The report from the FTX bankruptcy team led by new CEO John J. Ray III, the second report on the exchange's financial condition since its collapse last November, now quantifies what the failed exchange owes its customers—a staggering $8.7 billion.
The investigation uncovered instances of commingling and misuse of customer deposits, with approximately $6.4 billion of the owed amount in the form of misappropriated fiat currency and stablecoins.
So far, $7 billion in liquid assets have been recovered, and efforts are underway to identify additional recoveries. However, the report also adds, «It is important to recognize that this analysis is ongoing, incomplete and subject to change.»
The report paints a damaging picture of the company's management and senior lawyers who knowingly mishandled customer funds, engaging in deceptive practices such as falsifying documents and evading detection by relocating the FTX Group across different jurisdictions.

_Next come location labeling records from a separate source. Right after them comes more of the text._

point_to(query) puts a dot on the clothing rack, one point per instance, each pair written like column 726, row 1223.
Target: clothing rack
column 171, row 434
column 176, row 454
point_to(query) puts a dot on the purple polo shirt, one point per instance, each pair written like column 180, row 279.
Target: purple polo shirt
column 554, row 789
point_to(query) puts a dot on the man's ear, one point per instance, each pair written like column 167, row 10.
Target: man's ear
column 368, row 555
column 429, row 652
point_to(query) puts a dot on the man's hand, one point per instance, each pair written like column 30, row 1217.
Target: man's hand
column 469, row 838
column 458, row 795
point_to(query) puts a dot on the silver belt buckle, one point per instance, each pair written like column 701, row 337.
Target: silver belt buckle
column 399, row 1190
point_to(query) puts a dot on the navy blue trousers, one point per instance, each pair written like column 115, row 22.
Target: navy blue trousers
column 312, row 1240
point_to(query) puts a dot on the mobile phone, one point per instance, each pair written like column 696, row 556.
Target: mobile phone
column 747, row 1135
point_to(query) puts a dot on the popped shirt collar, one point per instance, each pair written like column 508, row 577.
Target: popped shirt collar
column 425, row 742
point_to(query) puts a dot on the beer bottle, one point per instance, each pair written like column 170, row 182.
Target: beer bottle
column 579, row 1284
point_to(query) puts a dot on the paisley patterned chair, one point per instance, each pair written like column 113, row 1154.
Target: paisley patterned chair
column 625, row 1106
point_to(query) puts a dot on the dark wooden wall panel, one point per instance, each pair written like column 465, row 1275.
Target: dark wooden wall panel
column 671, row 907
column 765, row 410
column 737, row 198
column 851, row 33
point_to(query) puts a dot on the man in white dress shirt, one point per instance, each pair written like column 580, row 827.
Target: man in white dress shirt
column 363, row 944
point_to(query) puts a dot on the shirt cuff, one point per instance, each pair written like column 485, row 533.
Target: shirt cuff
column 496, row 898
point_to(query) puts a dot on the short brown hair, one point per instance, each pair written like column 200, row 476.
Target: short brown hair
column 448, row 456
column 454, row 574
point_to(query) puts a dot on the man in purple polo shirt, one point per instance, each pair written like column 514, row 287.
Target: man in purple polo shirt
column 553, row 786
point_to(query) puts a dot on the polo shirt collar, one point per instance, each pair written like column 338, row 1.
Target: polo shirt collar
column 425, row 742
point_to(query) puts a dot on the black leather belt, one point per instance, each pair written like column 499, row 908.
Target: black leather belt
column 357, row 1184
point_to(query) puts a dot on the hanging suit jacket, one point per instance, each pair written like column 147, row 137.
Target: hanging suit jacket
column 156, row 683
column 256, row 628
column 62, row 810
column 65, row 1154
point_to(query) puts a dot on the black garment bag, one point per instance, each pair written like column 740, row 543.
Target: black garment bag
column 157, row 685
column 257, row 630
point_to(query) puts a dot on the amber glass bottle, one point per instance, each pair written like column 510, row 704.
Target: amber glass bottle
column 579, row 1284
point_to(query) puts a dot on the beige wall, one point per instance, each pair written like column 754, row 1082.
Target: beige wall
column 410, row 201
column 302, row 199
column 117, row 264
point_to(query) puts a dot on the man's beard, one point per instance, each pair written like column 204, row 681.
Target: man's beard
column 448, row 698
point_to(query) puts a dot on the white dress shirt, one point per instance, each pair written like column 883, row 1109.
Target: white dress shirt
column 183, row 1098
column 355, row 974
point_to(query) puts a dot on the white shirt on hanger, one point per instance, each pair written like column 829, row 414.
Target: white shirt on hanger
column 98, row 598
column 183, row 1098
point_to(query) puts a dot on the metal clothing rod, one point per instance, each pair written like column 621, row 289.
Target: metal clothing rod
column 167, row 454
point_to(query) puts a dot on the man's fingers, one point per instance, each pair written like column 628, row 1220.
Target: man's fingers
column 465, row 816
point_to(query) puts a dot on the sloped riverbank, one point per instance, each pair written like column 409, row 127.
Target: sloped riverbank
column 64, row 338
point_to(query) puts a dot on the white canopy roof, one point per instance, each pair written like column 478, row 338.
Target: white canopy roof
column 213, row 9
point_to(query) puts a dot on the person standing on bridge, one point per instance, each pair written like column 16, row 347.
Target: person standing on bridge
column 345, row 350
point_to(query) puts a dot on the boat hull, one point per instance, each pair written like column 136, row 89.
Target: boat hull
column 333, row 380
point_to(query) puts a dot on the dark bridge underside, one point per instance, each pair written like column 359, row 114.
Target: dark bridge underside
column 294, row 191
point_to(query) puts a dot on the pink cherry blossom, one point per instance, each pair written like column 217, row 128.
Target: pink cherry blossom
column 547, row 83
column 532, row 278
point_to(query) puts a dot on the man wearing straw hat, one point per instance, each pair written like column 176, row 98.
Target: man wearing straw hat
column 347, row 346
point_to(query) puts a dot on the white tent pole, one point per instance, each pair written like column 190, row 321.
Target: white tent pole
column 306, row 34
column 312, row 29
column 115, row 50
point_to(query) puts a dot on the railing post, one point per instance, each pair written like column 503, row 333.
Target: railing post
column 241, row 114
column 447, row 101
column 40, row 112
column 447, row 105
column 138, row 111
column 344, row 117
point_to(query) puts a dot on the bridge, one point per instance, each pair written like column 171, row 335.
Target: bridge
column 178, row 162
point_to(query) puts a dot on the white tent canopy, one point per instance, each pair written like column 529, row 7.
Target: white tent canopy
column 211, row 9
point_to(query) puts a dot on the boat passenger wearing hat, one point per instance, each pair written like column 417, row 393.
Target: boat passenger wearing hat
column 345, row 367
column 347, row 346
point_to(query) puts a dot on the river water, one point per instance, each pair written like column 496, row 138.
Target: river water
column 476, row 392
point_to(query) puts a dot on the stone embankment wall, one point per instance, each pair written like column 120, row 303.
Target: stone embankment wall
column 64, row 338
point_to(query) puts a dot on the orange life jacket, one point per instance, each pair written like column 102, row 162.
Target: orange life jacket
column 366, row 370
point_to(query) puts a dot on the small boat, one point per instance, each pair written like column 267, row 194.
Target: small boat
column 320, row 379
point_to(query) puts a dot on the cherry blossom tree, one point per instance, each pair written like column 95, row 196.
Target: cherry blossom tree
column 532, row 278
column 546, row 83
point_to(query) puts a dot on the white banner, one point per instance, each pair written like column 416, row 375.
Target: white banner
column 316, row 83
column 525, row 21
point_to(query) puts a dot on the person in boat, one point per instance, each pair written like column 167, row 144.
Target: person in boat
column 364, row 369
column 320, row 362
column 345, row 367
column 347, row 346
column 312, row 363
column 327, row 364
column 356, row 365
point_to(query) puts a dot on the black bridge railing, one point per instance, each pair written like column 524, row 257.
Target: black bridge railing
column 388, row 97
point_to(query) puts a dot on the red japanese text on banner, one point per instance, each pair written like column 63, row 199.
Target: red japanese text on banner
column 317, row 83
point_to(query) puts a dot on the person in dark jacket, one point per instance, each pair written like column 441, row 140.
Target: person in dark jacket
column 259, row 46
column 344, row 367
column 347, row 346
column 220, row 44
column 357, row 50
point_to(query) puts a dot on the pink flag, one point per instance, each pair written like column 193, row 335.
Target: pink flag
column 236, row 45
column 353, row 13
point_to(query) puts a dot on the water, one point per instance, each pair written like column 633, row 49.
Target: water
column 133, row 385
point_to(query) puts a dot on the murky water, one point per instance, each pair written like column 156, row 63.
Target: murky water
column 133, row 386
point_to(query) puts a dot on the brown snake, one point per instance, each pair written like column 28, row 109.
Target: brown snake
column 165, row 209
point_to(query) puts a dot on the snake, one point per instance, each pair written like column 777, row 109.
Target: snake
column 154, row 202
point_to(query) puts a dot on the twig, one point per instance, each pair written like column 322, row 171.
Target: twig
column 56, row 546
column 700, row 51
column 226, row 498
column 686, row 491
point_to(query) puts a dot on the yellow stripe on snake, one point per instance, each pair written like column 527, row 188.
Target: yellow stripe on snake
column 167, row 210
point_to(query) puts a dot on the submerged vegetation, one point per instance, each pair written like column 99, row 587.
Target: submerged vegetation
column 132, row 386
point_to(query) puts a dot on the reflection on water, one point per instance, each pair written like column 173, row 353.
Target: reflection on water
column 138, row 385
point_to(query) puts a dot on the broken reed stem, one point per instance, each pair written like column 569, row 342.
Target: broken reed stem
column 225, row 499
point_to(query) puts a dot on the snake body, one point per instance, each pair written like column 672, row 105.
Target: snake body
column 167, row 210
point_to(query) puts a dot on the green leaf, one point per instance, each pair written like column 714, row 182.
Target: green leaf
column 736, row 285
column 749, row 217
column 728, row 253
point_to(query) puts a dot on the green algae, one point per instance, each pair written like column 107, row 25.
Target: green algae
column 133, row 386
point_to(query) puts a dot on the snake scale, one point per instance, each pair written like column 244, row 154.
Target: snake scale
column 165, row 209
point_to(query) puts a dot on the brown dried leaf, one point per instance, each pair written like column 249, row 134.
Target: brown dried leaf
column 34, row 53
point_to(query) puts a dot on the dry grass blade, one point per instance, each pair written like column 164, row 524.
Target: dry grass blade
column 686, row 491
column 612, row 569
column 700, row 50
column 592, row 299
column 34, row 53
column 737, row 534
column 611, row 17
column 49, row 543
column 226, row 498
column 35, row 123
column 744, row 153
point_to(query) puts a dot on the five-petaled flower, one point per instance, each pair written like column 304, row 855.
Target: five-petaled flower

Specifically, it disclosed that FTX Group had provided false information about the nature of related trading firm Alameda Research's bank account, which was used to process customer funds.
In a statement, Ray, leading the recovery efforts, emphasized that the image of FTX as a customer-focused industry leader was nothing more than a facade from the earliest stages.
«The FTX Senior Executives did not commingle and misuse customer deposits by accident,» Ray said in the report. «Commingling and misuse occurred at their direction, and by their design.»